Лебедева не отозвалась, она, похоже, не слышала Распутина, восхищенно следила в бинокль за жокеем. Не выдержав, прищелкнула пальцами.
– Азартная, однако, дамочка, – едва слышно хмыкнул Распутин, отвел глаза в сторону: а вдруг она услышала его? У этих женщин слух как у кошек – слышат то, что нормальный человек никогда не услышит. Но Лебедева, кажется, его не слышала.
В висках у Распутина возникло что-то тягучее, сладкое, он сглотнул слюну и, не в силах бороться с собою, кинул в рот несколько подсолнуховых семечек.
– Ваш Чардаш выигрывает, Григорий Ефимович! – воскликнула Лебедева.
Это Распутин видел и без Лебедевой: Чардаш вошел в азарт, забыл о наезднике – главное для Чардаша было сейчас обойти соперников, и чем больше он вырывался вперед, тем мрачнее становилось лицо Распутина.
Чардаш первым пересек линию финиша, у которой стояло два жокея в красных шерстяных кепках.
– Что с вами, Григорий Ефимович? – забеспокоилась Лебедева, сдвинула рукоять бинокля, которая собиралась, словно подзорная труба. – На вас лица нет! Вы же выиграли.
– То-то и плохо, – отозвался Распутин. – Не люблю выигрывать.

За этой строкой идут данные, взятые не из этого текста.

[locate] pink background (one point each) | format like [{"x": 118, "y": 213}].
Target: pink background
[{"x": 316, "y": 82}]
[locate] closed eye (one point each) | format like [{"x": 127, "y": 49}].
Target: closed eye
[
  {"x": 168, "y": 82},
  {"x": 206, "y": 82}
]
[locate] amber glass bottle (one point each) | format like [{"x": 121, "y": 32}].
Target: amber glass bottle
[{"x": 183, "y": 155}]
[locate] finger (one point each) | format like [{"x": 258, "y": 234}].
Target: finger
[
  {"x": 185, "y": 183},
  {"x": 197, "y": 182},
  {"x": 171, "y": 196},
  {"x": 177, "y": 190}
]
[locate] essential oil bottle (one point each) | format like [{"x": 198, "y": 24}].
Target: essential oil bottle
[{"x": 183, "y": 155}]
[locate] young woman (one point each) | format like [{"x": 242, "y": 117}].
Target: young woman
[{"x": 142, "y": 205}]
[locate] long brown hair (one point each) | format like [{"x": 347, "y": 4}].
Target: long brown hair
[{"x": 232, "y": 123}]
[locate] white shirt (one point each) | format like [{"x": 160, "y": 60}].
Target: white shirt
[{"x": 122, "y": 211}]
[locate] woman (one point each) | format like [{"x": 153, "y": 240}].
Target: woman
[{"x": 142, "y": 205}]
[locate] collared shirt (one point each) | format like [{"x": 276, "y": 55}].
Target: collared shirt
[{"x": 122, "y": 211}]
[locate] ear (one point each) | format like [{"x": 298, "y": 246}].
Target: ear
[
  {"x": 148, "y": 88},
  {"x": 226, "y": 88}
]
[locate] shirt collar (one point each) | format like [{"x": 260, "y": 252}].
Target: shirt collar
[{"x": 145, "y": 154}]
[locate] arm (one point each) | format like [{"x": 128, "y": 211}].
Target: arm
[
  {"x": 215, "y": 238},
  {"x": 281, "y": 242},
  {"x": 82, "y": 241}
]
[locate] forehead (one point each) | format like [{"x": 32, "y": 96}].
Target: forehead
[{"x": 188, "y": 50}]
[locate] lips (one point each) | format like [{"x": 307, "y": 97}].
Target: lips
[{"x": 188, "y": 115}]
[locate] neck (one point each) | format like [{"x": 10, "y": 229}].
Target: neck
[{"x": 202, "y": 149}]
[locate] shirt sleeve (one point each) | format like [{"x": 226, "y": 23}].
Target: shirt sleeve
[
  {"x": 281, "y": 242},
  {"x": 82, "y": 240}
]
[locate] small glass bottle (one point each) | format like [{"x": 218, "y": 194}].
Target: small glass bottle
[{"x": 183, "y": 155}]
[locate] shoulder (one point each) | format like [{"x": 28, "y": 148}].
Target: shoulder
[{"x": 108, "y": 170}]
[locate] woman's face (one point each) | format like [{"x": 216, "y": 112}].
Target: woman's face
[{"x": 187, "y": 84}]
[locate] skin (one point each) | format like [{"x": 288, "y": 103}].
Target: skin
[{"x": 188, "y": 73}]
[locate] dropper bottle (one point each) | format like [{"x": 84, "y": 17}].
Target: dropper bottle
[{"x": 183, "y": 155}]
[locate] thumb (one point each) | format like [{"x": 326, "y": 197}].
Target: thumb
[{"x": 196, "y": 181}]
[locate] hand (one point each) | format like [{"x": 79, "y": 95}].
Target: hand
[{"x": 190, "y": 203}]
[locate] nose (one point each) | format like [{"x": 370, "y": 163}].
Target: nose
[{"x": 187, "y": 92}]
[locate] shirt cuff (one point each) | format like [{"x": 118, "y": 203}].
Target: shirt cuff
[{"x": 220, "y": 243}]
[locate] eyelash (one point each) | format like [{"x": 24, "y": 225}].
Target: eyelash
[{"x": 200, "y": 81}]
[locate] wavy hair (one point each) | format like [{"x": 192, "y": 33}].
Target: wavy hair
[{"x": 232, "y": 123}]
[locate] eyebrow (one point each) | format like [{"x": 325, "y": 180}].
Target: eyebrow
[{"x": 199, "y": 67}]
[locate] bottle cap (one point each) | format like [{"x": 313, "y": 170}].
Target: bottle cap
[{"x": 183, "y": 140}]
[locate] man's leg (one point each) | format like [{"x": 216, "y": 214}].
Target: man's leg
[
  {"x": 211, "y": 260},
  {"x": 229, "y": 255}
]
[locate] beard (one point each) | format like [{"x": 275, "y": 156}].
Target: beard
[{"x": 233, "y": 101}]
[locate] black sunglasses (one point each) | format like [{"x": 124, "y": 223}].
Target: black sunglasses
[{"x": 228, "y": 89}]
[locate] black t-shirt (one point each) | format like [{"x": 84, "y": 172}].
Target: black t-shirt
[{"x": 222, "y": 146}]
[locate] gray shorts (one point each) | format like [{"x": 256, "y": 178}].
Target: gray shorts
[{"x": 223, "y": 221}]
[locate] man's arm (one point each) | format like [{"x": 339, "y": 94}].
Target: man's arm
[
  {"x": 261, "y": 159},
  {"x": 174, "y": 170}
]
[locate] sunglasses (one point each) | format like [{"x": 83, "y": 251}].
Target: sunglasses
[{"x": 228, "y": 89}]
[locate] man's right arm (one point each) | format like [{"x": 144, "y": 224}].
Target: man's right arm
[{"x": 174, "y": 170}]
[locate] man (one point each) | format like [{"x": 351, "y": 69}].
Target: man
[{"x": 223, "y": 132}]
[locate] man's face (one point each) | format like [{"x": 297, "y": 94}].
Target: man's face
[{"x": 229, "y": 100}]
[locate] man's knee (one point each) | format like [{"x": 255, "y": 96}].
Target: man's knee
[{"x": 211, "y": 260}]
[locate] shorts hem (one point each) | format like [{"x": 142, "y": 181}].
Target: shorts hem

– Почему-у? – удивилась Лебедева.
– Плохая примета! Выиграешь рубль – потеряешь на четвертной. Такое уже было! – Распутин расстроился не на шутку, и это еще более обеспокоило Лебедеву, она притронулась к рукаву распутинской рубахи:
– Григорий Ефимович, родненький, а вы поставьте выигрыш еще раз в оборот… на другую лошадь – и проиграйте его!
– Так и сделаю! – твердо решил Распутин и все деньги, которые отсчитала ему касса, поставил на самую захудалую лошадь третьего заезда – стареющую серую Монахиню, кобылу смешанной полускаковой породы. Он решил твердо проиграть, чтобы не оставалось ни одного шанса, ни одного двугривенного, способного прожечь ему карман, – Распутин боялся этих денег, что-то подсказывало ему: в них таится опасность!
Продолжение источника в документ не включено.